For at least the next seven weeks, Florida — which has distinguished itself as ground zero for cases of the mosquito-borne virus — will just have to hope that the worst part of the rainy storm season doesn’t translate into more infections. (Palm Beach County has seen about 12 cases of travel-related Zika.)

It may be a long, hot summer. Mosquitoes that carry the Zika virus breed year-round here, and the number of infections in the continental United States is mounting. On Monday, the state Health Department reported 13 new cases of the Zika virus in Florida — the most reported cases of the virus in a single day.

Moreover, federal officials say they will have to postpone a slew of anti-Zika actions.

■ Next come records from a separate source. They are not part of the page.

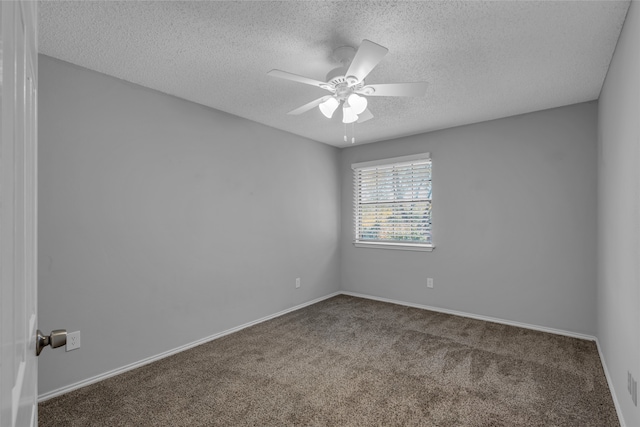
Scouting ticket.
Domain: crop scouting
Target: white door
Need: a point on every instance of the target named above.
(18, 191)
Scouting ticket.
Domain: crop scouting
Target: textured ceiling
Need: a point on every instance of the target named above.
(483, 60)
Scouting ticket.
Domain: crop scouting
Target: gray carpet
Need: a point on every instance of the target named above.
(353, 362)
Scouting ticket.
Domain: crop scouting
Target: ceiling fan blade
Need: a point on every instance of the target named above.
(395, 89)
(364, 116)
(309, 106)
(369, 54)
(296, 78)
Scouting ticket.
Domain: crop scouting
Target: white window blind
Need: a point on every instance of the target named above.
(392, 202)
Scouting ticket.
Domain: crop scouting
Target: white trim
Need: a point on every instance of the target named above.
(392, 161)
(393, 245)
(476, 316)
(104, 376)
(611, 388)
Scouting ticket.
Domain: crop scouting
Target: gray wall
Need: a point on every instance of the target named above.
(619, 214)
(514, 217)
(162, 222)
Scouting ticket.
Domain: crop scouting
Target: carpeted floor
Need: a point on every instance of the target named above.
(353, 362)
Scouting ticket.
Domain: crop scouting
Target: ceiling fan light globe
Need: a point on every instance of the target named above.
(358, 103)
(328, 107)
(348, 115)
(351, 80)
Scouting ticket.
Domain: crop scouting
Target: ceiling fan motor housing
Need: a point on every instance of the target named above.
(339, 83)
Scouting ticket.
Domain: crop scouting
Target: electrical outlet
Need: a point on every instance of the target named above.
(632, 386)
(73, 340)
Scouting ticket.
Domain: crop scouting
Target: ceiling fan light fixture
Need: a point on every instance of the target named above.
(352, 80)
(358, 103)
(348, 115)
(329, 106)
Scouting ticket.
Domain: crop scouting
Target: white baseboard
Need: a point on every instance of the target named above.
(476, 316)
(95, 379)
(613, 390)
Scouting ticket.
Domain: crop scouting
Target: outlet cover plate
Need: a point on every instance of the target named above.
(73, 340)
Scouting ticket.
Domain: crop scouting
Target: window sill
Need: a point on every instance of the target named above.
(396, 246)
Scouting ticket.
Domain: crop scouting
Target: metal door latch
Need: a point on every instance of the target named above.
(57, 339)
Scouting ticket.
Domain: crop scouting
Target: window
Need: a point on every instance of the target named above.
(392, 203)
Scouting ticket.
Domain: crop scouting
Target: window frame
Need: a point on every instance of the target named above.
(398, 245)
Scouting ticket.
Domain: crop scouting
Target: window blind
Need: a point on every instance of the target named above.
(392, 201)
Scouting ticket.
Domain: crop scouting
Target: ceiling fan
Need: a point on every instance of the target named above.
(347, 84)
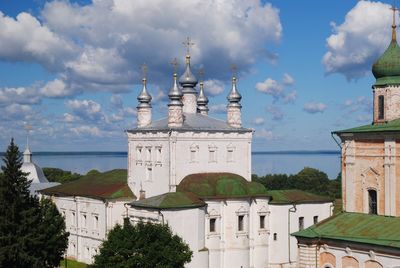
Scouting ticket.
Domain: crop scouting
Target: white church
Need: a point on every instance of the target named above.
(192, 172)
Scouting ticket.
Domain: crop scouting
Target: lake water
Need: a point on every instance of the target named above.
(263, 163)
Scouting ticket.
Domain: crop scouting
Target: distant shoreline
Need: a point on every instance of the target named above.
(119, 153)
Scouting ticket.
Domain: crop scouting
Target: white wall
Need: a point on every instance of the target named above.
(279, 249)
(186, 223)
(230, 247)
(85, 238)
(175, 161)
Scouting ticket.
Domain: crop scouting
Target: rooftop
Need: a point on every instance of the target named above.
(221, 185)
(105, 186)
(295, 197)
(192, 122)
(357, 228)
(390, 126)
(173, 200)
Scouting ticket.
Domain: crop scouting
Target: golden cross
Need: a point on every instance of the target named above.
(234, 69)
(175, 64)
(394, 9)
(144, 70)
(201, 74)
(188, 43)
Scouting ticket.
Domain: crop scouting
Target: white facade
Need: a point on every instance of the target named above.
(287, 219)
(159, 160)
(88, 222)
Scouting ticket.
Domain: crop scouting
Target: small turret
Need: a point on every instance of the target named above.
(144, 106)
(202, 100)
(175, 111)
(234, 107)
(188, 82)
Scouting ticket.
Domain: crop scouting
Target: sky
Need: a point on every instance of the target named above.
(71, 69)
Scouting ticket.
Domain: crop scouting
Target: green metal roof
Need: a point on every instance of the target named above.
(173, 200)
(390, 126)
(108, 185)
(387, 68)
(357, 228)
(295, 197)
(220, 185)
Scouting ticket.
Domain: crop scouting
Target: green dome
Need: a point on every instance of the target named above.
(220, 185)
(387, 68)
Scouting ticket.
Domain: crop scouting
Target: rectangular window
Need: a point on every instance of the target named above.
(301, 223)
(212, 155)
(148, 156)
(212, 225)
(149, 172)
(83, 220)
(96, 222)
(381, 107)
(262, 222)
(241, 223)
(73, 218)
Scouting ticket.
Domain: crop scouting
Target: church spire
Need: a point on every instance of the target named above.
(234, 114)
(188, 81)
(175, 113)
(394, 9)
(144, 106)
(202, 100)
(27, 152)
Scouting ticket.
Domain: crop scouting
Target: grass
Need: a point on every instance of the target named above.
(72, 264)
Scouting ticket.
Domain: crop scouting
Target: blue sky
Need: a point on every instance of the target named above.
(71, 69)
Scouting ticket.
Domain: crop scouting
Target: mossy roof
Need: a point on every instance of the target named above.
(105, 186)
(387, 68)
(357, 228)
(221, 185)
(173, 200)
(390, 126)
(295, 197)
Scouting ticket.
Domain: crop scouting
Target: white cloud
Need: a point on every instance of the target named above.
(258, 121)
(213, 87)
(359, 40)
(218, 108)
(287, 80)
(276, 112)
(264, 134)
(100, 45)
(290, 97)
(57, 88)
(20, 95)
(271, 87)
(314, 107)
(25, 38)
(87, 130)
(86, 109)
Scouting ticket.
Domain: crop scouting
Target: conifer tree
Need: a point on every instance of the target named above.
(31, 234)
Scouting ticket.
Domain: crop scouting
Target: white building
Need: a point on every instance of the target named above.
(194, 172)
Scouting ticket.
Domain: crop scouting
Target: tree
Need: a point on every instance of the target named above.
(32, 234)
(145, 245)
(59, 175)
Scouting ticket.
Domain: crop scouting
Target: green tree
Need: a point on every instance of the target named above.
(145, 245)
(59, 175)
(31, 234)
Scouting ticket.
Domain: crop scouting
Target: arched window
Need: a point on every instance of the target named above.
(372, 202)
(381, 107)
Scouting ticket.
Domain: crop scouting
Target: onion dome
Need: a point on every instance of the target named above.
(234, 96)
(175, 94)
(188, 80)
(144, 97)
(387, 68)
(202, 100)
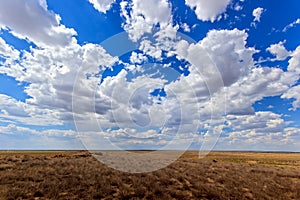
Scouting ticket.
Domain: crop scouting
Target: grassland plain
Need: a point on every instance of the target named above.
(220, 175)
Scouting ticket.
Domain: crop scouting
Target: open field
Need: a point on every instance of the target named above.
(220, 175)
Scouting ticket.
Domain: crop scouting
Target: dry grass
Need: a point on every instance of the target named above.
(220, 175)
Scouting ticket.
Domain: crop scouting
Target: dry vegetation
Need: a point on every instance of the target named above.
(220, 175)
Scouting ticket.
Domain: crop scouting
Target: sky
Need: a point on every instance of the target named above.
(150, 74)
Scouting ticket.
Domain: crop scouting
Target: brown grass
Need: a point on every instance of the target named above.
(220, 175)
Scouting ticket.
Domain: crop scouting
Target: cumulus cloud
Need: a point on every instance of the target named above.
(279, 51)
(7, 52)
(208, 10)
(102, 5)
(291, 25)
(293, 93)
(257, 14)
(33, 21)
(140, 18)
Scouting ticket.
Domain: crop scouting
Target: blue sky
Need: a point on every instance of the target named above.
(150, 74)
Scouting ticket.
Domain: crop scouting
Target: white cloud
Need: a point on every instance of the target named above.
(291, 25)
(102, 5)
(31, 20)
(257, 14)
(7, 52)
(208, 10)
(279, 51)
(185, 27)
(140, 19)
(137, 58)
(293, 93)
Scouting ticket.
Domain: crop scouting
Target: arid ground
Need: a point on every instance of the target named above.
(220, 175)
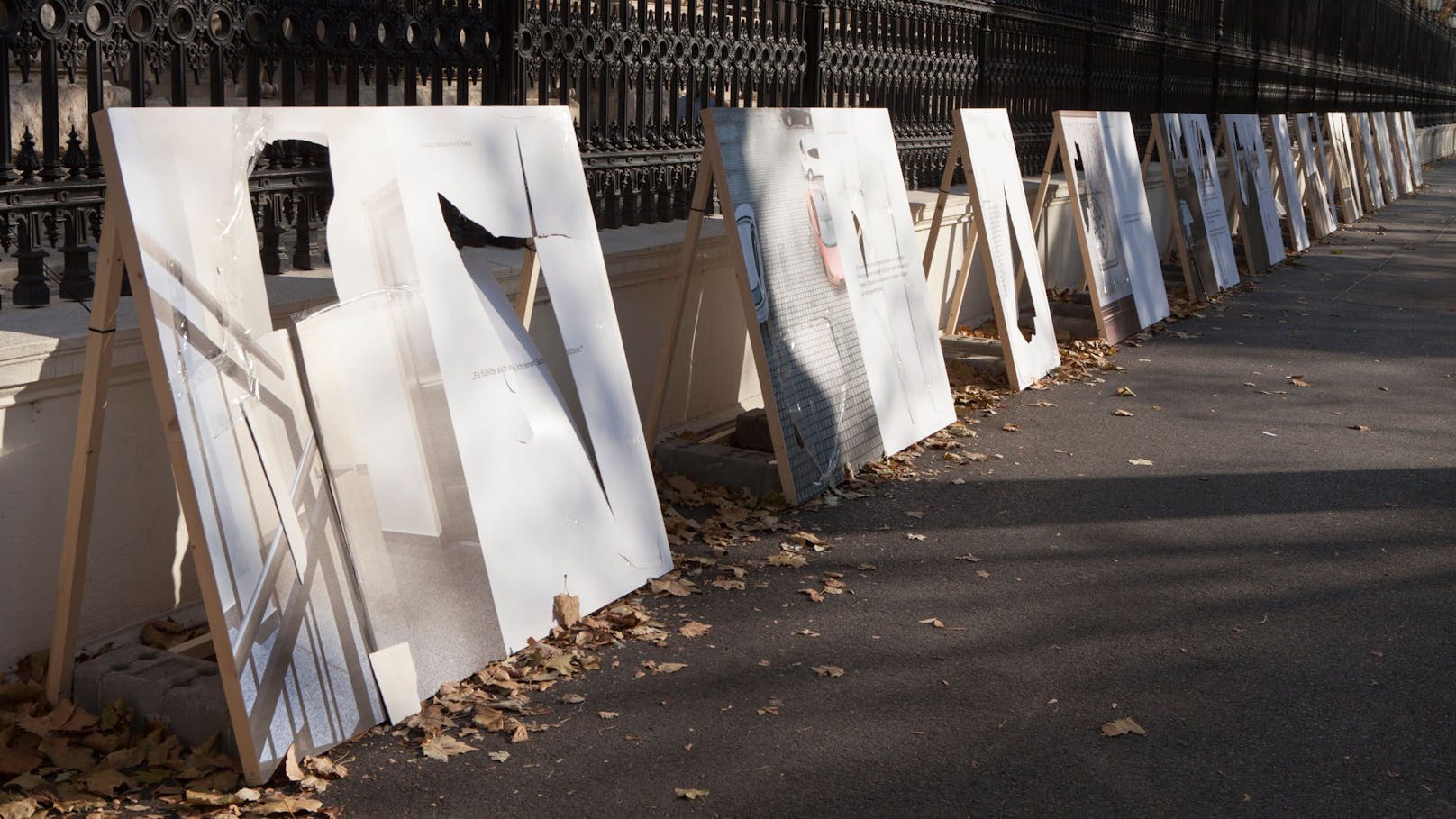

For example, the U.S. Centers for Disease Control and Prevention will have “limited capacity” to help with efforts to counter mosquito populations in the continental U.S. and territories.

It was enough to send Sen. Bill Nelson to the Senate floor — again — to plead with his colleagues to allow a new vote on a stripped-down $1.1 billion Zika funding package.

“We now have 13 more cases, bringing a total in our state to 276, which includes 43 pregnant women – and that’s just one of the 50 states in the union,” Nelson said Tuesday in support of sending the measure to the House of Representatives for reconsideration as a stand-alone bill.

This same bipartisan funding bill, mind you, passed the Senate overwhelmingly in May but ran into a partisan buzz saw in the House.

Senate Democrats rejected a House compromise bill that, while providing the $1.1 billion in funding, came back with policy riders that were essentially “poison pill” provisions. One, for instance, would bar private family-planning organizations in Puerto Rico, including Planned Parenthood, from receiving federal funds to provide Zika-related reproductive health services.

Florida Republicans seemed to fall in line behind House leadership on their version of the bill, chastising Senate Democrats for being disingenuous in their arguments against the House compromise bill.

How disingenuous is it to ask that a bill seeking money to save the lives of real unborn babies — the group at greatest risk for Zika — not contain a rider blocking a ban on displaying the Confederate flag at U.S. military cemeteries? What does that have to do with keeping babies from being born with Zika-related birth defects?

According to a new Kaiser Family Foundation poll, 72 percent of Americans — including majorities of Democrats, independents and Republicans — support allocating more federal funds to study the Zika virus and prevent its spread.

It is possible that Republicans took their cue from an Economist/YouGov poll conducted July 2-4 indicating few Americans are concerned about contracting the virus. It does seem to thwart efforts by the White House and Democrats to use the threat of punishment by voters to bring about a GOP reversal.

Even a reported 11th-hour plea from the Obama administration — which had clung to its original request for $1.9 billion in Zika funding — went nowhere. The letter to GOP leaders made no mention of the “poison pill” provisions, but urged only “a funding plan that enjoys the bipartisan support needed to secure this critical funding during the short time remaining in the July session.”

It’s unbelievable that this matter failed, much less was up for debate. It’s disheartening that our Congress has reached this level of dysfunction.